Nowhere else will you find a series dealing with issues in Colorado's gay community. (Colorado Outspoken 11 p.m. Sunday).
The series with the highest profile remains Colorado Inside Out (8 p.m. Friday), a taped half-hour hosted by KHOW's Peter Boyles and featuring a sometimes rowdy media roundtable.
It's a show with personality, particularly when David Kopel and Dani Newsum zing one another.
Boyles also anchors Colorado Inside Out Live (7 p.m. Wednesday), an hour of one-on-one interviews or panel discussions, with calls from viewers.
Jon Caldara, head of the Independence Institute, shares conservative views with guests on Independent Thinking, (8:30 p.m. Friday) and you can get Reggie Rivers' liberal perspective on Drawing the Line (8 p.m. Wednesday).
Two Hispanic-themed shows air weekly: Latin View (9:30 p.m. Saturday) and Hispanos Americanos (1:30 p.m. Sunday).
And The Sports Zone (9:30 p.m. Tuesday) has answered that burning question: Does Denver really need another sports talk show?
Yes.

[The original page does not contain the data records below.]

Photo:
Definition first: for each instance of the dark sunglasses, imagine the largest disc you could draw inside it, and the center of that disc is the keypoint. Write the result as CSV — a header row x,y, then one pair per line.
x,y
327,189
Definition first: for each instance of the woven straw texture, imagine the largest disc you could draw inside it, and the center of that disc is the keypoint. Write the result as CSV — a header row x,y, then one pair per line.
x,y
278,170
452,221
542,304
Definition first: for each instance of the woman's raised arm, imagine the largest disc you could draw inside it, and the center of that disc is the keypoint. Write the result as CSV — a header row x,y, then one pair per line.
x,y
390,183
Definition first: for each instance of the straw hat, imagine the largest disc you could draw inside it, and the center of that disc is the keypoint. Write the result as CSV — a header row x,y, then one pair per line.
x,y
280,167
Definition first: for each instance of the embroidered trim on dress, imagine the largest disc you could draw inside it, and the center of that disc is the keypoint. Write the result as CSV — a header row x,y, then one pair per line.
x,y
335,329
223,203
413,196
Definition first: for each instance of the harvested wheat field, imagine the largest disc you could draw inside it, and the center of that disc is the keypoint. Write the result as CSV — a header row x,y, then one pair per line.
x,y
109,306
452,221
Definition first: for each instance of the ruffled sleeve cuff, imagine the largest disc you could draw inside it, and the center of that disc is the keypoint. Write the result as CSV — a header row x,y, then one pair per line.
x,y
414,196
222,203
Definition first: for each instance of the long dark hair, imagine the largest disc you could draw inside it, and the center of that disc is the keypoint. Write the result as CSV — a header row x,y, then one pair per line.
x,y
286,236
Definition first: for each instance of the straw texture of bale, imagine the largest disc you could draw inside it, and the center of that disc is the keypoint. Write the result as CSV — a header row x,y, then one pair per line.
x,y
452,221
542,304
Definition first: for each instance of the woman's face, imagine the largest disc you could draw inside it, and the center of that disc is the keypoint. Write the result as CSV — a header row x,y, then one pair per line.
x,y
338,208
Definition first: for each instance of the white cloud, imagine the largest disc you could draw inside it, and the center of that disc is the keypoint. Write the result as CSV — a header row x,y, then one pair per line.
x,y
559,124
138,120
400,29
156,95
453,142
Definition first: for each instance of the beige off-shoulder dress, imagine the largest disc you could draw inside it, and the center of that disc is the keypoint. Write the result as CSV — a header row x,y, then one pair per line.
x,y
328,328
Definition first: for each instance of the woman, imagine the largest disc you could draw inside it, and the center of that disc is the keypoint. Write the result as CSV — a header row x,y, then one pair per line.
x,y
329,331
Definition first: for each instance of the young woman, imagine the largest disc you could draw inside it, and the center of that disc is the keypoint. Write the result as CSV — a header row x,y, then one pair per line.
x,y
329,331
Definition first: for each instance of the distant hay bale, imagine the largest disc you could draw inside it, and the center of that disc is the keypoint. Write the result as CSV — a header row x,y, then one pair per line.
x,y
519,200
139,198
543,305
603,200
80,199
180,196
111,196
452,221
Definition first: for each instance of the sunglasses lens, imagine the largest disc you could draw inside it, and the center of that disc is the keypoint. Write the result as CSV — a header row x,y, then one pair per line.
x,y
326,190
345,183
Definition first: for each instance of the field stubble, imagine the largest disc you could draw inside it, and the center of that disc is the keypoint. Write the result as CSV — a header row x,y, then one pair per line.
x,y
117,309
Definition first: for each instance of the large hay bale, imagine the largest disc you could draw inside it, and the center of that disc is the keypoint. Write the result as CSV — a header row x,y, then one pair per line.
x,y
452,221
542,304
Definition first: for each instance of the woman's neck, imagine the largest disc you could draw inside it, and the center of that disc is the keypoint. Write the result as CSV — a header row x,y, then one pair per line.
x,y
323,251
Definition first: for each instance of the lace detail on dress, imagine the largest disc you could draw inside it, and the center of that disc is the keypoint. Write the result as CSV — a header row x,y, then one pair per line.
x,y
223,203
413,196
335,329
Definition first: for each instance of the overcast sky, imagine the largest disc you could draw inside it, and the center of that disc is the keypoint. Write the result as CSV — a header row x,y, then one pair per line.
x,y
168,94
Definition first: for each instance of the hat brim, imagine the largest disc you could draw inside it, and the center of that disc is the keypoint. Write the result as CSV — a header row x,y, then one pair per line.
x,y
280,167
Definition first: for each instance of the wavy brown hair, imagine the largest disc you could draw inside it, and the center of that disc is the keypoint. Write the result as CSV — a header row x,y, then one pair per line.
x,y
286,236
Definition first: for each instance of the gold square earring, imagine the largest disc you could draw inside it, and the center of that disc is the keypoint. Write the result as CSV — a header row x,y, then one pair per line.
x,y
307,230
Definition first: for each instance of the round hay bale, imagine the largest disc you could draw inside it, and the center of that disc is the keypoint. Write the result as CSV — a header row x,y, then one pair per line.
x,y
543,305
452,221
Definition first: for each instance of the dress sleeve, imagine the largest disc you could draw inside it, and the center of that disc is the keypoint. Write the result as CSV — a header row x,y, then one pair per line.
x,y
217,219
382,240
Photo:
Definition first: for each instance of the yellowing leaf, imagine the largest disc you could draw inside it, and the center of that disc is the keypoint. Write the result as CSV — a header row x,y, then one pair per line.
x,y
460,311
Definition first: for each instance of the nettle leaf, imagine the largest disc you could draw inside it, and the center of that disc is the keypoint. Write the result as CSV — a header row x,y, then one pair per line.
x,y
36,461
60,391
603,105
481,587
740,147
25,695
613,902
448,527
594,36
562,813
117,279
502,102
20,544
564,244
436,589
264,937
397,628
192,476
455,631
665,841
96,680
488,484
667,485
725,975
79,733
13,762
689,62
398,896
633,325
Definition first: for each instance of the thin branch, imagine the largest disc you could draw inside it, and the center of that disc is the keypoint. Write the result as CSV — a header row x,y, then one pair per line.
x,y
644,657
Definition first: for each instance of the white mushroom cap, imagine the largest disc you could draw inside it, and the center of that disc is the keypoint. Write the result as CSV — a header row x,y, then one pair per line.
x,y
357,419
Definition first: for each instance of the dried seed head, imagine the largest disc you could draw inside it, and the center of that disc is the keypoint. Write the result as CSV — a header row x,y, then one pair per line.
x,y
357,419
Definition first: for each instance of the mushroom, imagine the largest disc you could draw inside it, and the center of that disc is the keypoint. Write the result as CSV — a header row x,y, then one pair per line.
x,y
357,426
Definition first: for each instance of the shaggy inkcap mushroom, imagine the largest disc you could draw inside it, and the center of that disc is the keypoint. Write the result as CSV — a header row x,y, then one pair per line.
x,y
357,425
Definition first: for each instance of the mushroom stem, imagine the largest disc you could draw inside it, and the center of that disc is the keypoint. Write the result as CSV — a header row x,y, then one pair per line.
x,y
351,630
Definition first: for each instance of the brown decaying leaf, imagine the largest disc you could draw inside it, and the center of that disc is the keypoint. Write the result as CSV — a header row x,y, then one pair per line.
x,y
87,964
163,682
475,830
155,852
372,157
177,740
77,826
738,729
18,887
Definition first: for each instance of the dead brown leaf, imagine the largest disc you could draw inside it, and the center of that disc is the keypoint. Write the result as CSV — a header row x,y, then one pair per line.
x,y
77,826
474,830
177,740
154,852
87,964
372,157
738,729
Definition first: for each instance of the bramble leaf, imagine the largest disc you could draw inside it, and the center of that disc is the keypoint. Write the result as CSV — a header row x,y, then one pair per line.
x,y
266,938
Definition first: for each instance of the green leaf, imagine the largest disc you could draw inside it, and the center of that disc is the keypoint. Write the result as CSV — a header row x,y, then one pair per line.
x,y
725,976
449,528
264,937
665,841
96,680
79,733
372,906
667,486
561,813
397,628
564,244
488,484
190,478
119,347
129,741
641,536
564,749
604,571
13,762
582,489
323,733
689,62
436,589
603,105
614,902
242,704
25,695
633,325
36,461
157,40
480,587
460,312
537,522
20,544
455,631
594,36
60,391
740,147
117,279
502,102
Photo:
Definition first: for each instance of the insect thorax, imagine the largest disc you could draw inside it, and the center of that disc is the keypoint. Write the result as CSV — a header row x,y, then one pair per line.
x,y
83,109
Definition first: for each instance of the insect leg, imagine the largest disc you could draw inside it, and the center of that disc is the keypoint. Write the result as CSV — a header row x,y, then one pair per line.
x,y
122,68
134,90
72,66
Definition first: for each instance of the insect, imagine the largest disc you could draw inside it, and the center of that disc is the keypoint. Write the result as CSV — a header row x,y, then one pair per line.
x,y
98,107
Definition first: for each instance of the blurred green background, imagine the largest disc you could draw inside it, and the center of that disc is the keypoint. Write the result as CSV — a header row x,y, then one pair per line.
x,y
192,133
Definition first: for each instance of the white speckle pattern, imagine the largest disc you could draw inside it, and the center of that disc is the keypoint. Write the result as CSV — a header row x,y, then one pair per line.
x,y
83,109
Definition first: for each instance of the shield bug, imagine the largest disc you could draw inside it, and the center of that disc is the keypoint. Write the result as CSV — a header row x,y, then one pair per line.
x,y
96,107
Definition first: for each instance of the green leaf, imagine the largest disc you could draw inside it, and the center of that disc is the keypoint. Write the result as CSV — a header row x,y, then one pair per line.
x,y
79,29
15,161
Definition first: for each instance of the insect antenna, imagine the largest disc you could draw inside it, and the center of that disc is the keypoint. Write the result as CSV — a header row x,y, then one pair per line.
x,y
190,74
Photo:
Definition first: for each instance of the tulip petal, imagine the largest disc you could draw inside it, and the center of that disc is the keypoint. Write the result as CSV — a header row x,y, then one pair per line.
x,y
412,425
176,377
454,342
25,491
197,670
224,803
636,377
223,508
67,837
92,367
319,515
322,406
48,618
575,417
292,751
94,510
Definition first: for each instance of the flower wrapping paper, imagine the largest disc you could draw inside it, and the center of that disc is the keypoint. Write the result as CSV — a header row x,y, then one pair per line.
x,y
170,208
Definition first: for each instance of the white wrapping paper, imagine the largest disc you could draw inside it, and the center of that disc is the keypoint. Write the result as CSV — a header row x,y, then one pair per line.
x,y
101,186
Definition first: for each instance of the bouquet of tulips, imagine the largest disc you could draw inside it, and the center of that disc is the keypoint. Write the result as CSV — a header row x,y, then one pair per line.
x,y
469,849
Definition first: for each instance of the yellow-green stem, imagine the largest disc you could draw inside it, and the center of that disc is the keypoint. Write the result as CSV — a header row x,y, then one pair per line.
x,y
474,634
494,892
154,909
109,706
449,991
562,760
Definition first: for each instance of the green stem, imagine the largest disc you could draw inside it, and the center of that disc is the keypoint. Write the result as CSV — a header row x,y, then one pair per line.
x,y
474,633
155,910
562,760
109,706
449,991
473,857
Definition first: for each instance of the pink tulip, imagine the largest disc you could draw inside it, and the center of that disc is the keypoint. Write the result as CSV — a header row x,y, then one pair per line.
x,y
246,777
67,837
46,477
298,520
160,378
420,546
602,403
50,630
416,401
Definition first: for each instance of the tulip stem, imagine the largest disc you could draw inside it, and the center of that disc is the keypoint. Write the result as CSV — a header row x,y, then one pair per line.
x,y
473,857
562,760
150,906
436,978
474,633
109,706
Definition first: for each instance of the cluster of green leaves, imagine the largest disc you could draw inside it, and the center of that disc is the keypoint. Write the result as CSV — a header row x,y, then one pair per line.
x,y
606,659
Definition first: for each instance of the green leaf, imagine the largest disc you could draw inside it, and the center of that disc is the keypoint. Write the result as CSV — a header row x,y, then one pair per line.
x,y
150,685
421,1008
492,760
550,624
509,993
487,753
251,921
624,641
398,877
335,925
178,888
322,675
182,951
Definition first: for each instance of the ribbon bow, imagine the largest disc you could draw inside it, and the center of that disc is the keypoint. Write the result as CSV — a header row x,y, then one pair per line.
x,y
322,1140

Hosted by Les Shapiro, and regularly featuring Dave Krieger of the News, Jim Armstrong of The Denver Post and Charles Johnson of KOA-AM (850), the half-hour provides intelligent opinion without hometown cheerleading.
These and other series are put together on an annual budget of under $3 million - a quarter of the budget for KRMA-Channel 6.
Station officials, headed by President Wick Rowland, have developed a four-pronged financing style also being used by other secondary public television stations who have learned to live in the shadow of larger mainstream PBS outlets. (Roland prefers the term "differential" rather than secondary.)
Series like Colorado Inside Out and Drawing the Line are produced by the station, funded from its operating budget.
Latin View, The Sports Zone and several others, while produced by the station, are supported by outside contributions.
Programs including Independent Thinking and Aaron Harber's show are supported financially by outside sources who provide co-producers teaming with the Channel 12 crew.
Finally, there are shows, including Colorado Outspoken, that are produced and funded externally.
Some public TV outlets object to this type of operation, saying stations lose editorial control.
Rowland, former head of the University of Colorado's School of Journalism, disagrees, saying KBDI has "ultimate control" while offering local programs and diverse opinions.
While Channel 12 plans to expand national, global and local services in the digital era, Rowland downplays the value of "prettier pictures" - perhaps a veiled reference to rival Channel 6 and its HDTV aspirations.
"Channel 12's viewers expect more," Rowland says. "While they expect us to develop the multicasting aspect of digital TV, they want us to offer more of the product we're already providing in analog."
In other words, the viewing of issues is of more importance than the viewing of the picture.
Rowland is not completely satisfied with the station's local schedule.
"What's missing in Denver television is a regularly scheduled early evening news show that explores, in-depth, what is happening in the local political, legislative and business worlds. . . . We'd like to fill that void."
Dusty Saunders is the broadcasting critic for the Rocky Mountain News. This column is reprinted courtesy of the Rocky Mountain News.